Be mindful about your data!
In this step we will examine some real-life cases that illustrate some of the caveats we should be wary of when handling data, including possible distortion, bias, misrepresentation or misconception of data.
1. Questions to bear in mind when working with data
There are many questions you should ask yourself while you work with data to make sure you are careful in collecting, representing and analysing data, and then interpreting and reporting the results:
- There is a phrase, “numbers don’t lie”, but are you always able to understand correctly what they say?
- Are you certain that the data is ‘faithful’ to the information of interest, or could there be some kind of distortion or bias?
- Do the numbers tell the ‘full’ story, or is some important part of evidence hidden or unavailable?
2. Sampling, non-response and response biases
Bias may be caused by a poor design of sampling.
2.1 Sampling bias
Example 1: US presidential election, 1936
Source: Squire, P. 1988. Why the 1936 Literary Digest poll failed. Public Opinion Quarterly. 52 (1988), pp.125–133.
In the 1936 presidential election in the United States, Democratic President Franklin D. Roosevelt was re-elected, winning against a Republican Alf Landon, Governor of Kansas. Before the election, a popular weekly magazine Literary Digest conducted a poll by mailing out some 10 million postcard ‘ballots’, about 2.3 million of which were returned. Addresses for mailing were compiled from membership of different clubs, telephone directories and lists of registered car owners. Based on these responses, the Digest predicted that Landon would be the winner with 57% of the popular vote.
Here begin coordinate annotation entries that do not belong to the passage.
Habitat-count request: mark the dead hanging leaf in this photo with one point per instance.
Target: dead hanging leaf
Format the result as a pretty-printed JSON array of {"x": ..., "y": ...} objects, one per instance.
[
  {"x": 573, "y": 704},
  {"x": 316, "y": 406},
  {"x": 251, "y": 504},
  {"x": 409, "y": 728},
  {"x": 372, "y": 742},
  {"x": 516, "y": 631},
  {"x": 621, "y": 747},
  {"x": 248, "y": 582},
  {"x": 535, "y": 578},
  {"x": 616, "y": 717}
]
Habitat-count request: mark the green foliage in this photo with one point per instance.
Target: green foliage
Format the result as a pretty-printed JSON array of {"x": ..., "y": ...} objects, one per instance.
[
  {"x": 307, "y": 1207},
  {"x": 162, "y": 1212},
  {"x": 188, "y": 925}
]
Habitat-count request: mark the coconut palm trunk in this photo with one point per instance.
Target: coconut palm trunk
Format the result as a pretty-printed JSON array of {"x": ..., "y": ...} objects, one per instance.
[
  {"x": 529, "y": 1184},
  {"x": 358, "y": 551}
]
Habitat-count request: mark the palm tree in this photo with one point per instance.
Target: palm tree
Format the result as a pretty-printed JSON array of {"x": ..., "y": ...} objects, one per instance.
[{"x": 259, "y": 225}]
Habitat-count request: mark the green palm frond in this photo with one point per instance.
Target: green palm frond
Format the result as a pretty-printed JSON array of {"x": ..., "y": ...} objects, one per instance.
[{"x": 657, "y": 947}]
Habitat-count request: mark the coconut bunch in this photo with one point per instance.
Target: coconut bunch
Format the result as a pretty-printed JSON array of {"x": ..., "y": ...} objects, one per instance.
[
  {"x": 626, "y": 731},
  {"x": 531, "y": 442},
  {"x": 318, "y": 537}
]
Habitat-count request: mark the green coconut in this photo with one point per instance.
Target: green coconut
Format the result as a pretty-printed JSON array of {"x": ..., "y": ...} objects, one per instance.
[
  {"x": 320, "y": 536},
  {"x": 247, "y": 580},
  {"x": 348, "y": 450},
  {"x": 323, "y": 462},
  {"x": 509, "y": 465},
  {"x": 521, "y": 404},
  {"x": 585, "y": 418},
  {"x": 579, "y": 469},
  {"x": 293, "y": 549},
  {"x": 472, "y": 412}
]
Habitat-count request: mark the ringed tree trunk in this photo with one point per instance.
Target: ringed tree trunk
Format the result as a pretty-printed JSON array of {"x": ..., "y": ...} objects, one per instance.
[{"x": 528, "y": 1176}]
In reality, Landon lost the election with just 39% of the popular vote, while Roosevelt enjoyed a landslide victory, with 62% of the popular vote and winning in 46 of the 48 states. One reason for the dramatic failure of the Digest’s prediction was due to focusing on people with telephones in their homes, which accounted for about 40% of households. This is an example of sampling bias, where the sample is not representative of the general population.
2.2. Non-response bias
Continuing with Example 1, an even bigger mistake was that the prediction relied on voluntary responses, which distorted the sample due to the so-called non-response bias. As it turned out, Landon supporters were more inclined to return their answers: 60% of non-respondents voted for Roosevelt, while only 40% of respondents did so. In contrast, the newly established Gallup Institute correctly predicted Roosevelt’s victory using a stratified sample of 50,000 people, which proved to be more representative of the general population of voters.
2.3. Response bias
A different example of data distortion in sample surveys is the response bias contained in the actual responses. One reason for that kind of bias might be that the question is asked in a leading way, making a certain response more likely. Another possible reason for bias is that the respondents may lie because they think the true answer is socially unacceptable. Even the order of questions may influence the results.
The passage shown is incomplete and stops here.